There are a million reasons to love the Florida Gulf Coast basketball story, of course. The Eagles are the first 15-seed ever to reach the Sweet 16 of the NCAA Tournament. That, all alone, is awesome enough. But on their way to history, the team has already set some kind of record for most ridiculous alley-oop dunks, crazy celebrations and free-for-all fast breaks. The players, without exception, were passed by the big schools. The campus is on the beach. It's a movie, that's what it is.
And the coach, Andy Enfield, is the George Clooney character in that movie. Guy's some kind of entrepreneur -- the details have been somewhat erratic but we know he was on the ground floor of a successful technology company. This was after he held lacrosse camps. Yeah, lacrosse. He gained some fame around basketball as a shot doctor (Who better?

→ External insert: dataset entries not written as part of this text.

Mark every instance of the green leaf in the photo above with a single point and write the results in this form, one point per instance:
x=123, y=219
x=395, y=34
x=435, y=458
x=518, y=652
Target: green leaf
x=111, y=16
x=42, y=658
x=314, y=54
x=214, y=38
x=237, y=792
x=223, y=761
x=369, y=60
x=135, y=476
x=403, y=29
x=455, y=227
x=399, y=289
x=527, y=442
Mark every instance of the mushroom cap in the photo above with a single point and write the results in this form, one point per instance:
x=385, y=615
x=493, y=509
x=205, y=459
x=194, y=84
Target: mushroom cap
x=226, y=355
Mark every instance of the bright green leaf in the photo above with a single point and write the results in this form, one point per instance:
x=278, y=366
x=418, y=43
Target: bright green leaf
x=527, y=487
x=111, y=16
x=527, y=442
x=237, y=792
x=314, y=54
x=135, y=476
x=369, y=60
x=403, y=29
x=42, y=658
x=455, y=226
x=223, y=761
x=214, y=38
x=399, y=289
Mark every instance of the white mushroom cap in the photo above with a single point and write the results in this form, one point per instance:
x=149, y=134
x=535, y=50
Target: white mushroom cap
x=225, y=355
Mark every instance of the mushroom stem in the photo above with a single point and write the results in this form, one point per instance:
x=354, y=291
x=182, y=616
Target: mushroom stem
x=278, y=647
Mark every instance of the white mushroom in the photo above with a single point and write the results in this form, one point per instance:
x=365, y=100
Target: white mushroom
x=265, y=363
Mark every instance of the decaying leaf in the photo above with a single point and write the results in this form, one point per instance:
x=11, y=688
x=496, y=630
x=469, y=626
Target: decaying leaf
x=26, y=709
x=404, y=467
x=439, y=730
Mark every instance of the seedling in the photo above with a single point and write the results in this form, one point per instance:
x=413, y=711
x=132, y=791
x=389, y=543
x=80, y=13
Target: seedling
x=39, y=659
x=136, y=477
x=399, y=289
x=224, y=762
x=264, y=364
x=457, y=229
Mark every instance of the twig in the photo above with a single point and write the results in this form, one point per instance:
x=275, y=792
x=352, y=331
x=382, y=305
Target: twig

He made a NCAA Division III record 92.5% of his free throws while playing at Johns Hopkins). He's also married to a former Maxim model.
A million reasons? There might be more than a million reasons to love FGCU.
Even the abbreviation: FGCU.
But there's something simple about the FGCU Eagles that might be my favorite thing -- something that my friend Seth Davis touched upon on television. They play free. It's a beautiful thing to watch. They are not choked by constant play calling. They are not frozen looking back at the bench for instruction. They are not programmed like garage door openers to do one thing and one thing and always one thing, never straying, never faltering, never changing.
That small thing -- let them play -- has been pushed out of the game, a bit more every year.
Who PLAYS big-time sports anymore? With few exceptions, quarterbacks don't call their own plays (Is there anything in college football more irritating than the quarterback getting under center, barking out a few signals, and then backing off as he and the other 10 guys on offense look to the sideline to see what they're supposed to do next?). Middle linebackers don't choose the defensive alignments. Catchers have mostly stopped calling pitches. Bench coaches tell the outfielders where to stand.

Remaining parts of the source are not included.